TAGS = ['p', 'h1', 'h2', 'h3', 'h4', 'li', 'img','ol']
SINGLE_LINE_TAGS = ['ul', 'ol']
INLINE_TAGS = ['strong', 'i', 'u', 'em']

html = '''<ol ><li  id="hello">Create A Bakery Business Plan. ... </li><li  id="hello">Choose A Location For Your Bakery Business. ... </li><li >Get All Licenses Required To Open A Bakery Business In India. ... </li><li >Get Manpower Required To Open A Bakery. ... </li><li >Buy Equipment Needed To Start A Bakery Business.</li></ol>'''

for tag in TAGS:
    html = html.replace('</{}>'.format(tag), '</{}>\n'.format(tag))

for tag in SINGLE_LINE_TAGS:
    html = html.replace('<{}>'.format(tag), '<{}>\n'.format(tag))
    html = html.replace('</{}>'.format(tag), '</{}>\n'.format(tag))

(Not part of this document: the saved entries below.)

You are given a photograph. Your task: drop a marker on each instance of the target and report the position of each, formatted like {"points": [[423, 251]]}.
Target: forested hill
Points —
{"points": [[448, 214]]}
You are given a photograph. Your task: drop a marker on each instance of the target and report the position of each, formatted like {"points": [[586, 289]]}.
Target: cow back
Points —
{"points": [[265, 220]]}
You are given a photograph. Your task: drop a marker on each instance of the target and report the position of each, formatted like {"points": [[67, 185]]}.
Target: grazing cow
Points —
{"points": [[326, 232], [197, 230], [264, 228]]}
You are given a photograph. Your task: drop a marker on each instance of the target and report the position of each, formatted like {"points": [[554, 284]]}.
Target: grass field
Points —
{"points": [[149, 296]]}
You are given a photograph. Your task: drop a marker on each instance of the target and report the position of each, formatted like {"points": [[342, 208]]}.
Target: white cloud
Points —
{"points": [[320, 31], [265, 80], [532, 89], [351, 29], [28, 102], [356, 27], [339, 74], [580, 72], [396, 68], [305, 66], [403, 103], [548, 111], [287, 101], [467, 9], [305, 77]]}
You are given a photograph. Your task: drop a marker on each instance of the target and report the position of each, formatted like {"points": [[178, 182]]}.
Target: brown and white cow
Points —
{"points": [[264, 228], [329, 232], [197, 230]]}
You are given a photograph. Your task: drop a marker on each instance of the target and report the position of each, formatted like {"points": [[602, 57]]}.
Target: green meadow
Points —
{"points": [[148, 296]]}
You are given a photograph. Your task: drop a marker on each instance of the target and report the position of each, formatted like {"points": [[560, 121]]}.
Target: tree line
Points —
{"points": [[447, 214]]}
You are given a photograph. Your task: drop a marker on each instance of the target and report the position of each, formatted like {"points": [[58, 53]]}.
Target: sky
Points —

html = html.replace(' />', ' />\n')

print(html)

But the result is:

<ol class="X5LH0c"><li class="TrT0Xe" id="hello">Create A Bakery Business Plan. ... </li>
<li class="TrT0Xe" id="hello">Choose A Location For Your Bakery Business. ... </li>
<li class="TrT0Xe">Get All Licenses Required To Open A Bakery Business In India. ... </li>
<li class="TrT0Xe">Get Manpower Required To Open A Bakery. ... </li>
<li class="TrT0Xe">Buy Equipment Needed To Start A Bakery Business.</li>
</ol>

Why isn't it this:

<ol class="X5LH0c">
<li class="TrT0Xe" id="hello">Create A Bakery Business Plan. ... </li>
<li class="TrT0Xe" id="hello">Choose A Location For Your Bakery Business. ... </li>
<li class="TrT0Xe">Get All Licenses Required To Open A Bakery Business In India. ... </li>
<li class="TrT0Xe">Get Manpower Required To Open A Bakery. ... </li>
<li class="TrT0Xe">Buy Equipment Needed To Start A Bakery Business.</li>
</ol>

I don't use regex. Can anyone help me fix the code? Thanks for your support!

CodePudding user response：

A quick fix is the following.

TAGS = ['p', 'h1', 'h2', 'h3', 'h4', 'li', 'img','ol']
SINGLE_LINE_TAGS = ['ul', 'ol']
INLINE_TAGS = ['strong', 'i', 'u', 'em']

html = '''<ol ><li  id="hello">Create A Bakery Business Plan. ... </li><li  id="hello">Choose A Location For Your Bakery Business. ... </li><li >Get All Licenses Required To Open A Bakery Business In India. ... </li><li >Get Manpower Required To Open A Bakery. ... </li><li >Buy Equipment Needed To Start A Bakery Business.</li></ol>'''

# Xuống dòng mỗi thẻ
for tag in TAGS:
    html = html.replace('<{}'.format(tag), '\n<{}'.format(tag))

for tag in SINGLE_LINE_TAGS:
    html = html.replace('<{}>'.format(tag), '\n<{}>'.format(tag))
    html = html.replace('</{}>'.format(tag), '\n</{}>'.format(tag))

print(html)

So, I have replaced the search of a closing-bracket </{}> to the search of a opening-bracket <{}, and switched the placement of the newline character before the opening bracket (so that <li class ... is also replaced).

This produced an extra line at the start of the html file, which you can get rid of using html = html[1:].

A more elegant solution would be to use regex replacements, but it all depends on the exact output you desire.